7月はなんだか読了本が少ないな・・・。
まずは参加した読書会の話でも(笑)。
第15回怪奇幻想読書会に参加。
第1部は課題図書フィニイ『ゲイルスバーグの春を愛す』。フィニイは数年前に初めて読んだくらいで、ここのところ入手困難な状態の本が多く同書と『レベル3』とアンソロジーに入っている短編のみであまり詳しくない。ただ読み直すとオーソドックスで派手とはいえないモチーフを扱う一方で世代的には割と後の世代(なので保守的とされやすい)であることもありテクニック的にかなり洗練されているなあと思った。たとえば語り手の設定など。また小道具の使い方が非常に上手い作家だなと思った。「独房ファンタジア」甘いけど「愛の手紙」は傑作だと思う。「大胆不敵な気球乗り」も結構評判が良かった。またまた本をいただいてしまった(いただくだけでなく読まないとなー)。
第2部は自分だけのベスト10.
リンク先にあるが皆さんのチョイスが面白かった。もうちょっとそれぞれの方の解説を聞いてみたかったなー。
いろいろ予定が重なるなどあり残念ながら8月は不参加。
さて読了本。
『魔法使いの弟子』ロード・ダンセイニ
ブログ主かれこれイイ年になっているわけだが、ようやく慣れてきた正統派ファンタジーもの。影や闇の恐ろしいイメージ、魔法技術の伝承(徒弟制度)、真の言葉が持つ力などあたりが重要なポイントのような気がしている。

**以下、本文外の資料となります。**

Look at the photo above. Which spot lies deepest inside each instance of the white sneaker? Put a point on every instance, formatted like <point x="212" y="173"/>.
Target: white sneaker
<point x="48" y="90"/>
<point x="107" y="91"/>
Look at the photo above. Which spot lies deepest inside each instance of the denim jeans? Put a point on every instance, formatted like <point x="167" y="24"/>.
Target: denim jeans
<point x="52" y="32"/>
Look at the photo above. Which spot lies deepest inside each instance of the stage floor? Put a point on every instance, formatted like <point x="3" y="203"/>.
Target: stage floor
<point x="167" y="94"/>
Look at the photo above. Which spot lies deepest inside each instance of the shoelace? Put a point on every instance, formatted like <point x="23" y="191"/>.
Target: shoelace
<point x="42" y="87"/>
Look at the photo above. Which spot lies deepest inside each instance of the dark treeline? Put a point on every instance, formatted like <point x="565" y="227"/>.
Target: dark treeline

本作に関してはスペインが舞台なのも印象的(騎士道物語の系譜と関係があるのだろうかと考えたり)。
『黄色い雨』フリオ・リャマサーレス
3編からなる。「黄色い雨」絶対的な孤独の中に置かれた人間の見る世界が幻想風味を加え描かれる。印象深い作品。
「遮断機のない踏切」怪奇小説ではないもののニューロティックな鉄道小説としてグラビンスキを思わせるものがある。
「不滅の小説」宗教的な味のあるメタ小説。
『天界の眼: 切れ者キューゲルの冒険』ジャック・ヴァンス(シミルボンに投稿)
『絶望』ナボコフ
久しぶりにナボコフ。犯罪告白小説の形から、意外な方向へと流れていく。親切な解説で作者の狙いがよく分かるが、初期の作品なので全体にナボコフ の特徴が割とはっきり出ている印象もあり、そこも興味深い。以前にも書いた気がするが古典新訳文庫は解説が丁寧でありがたい。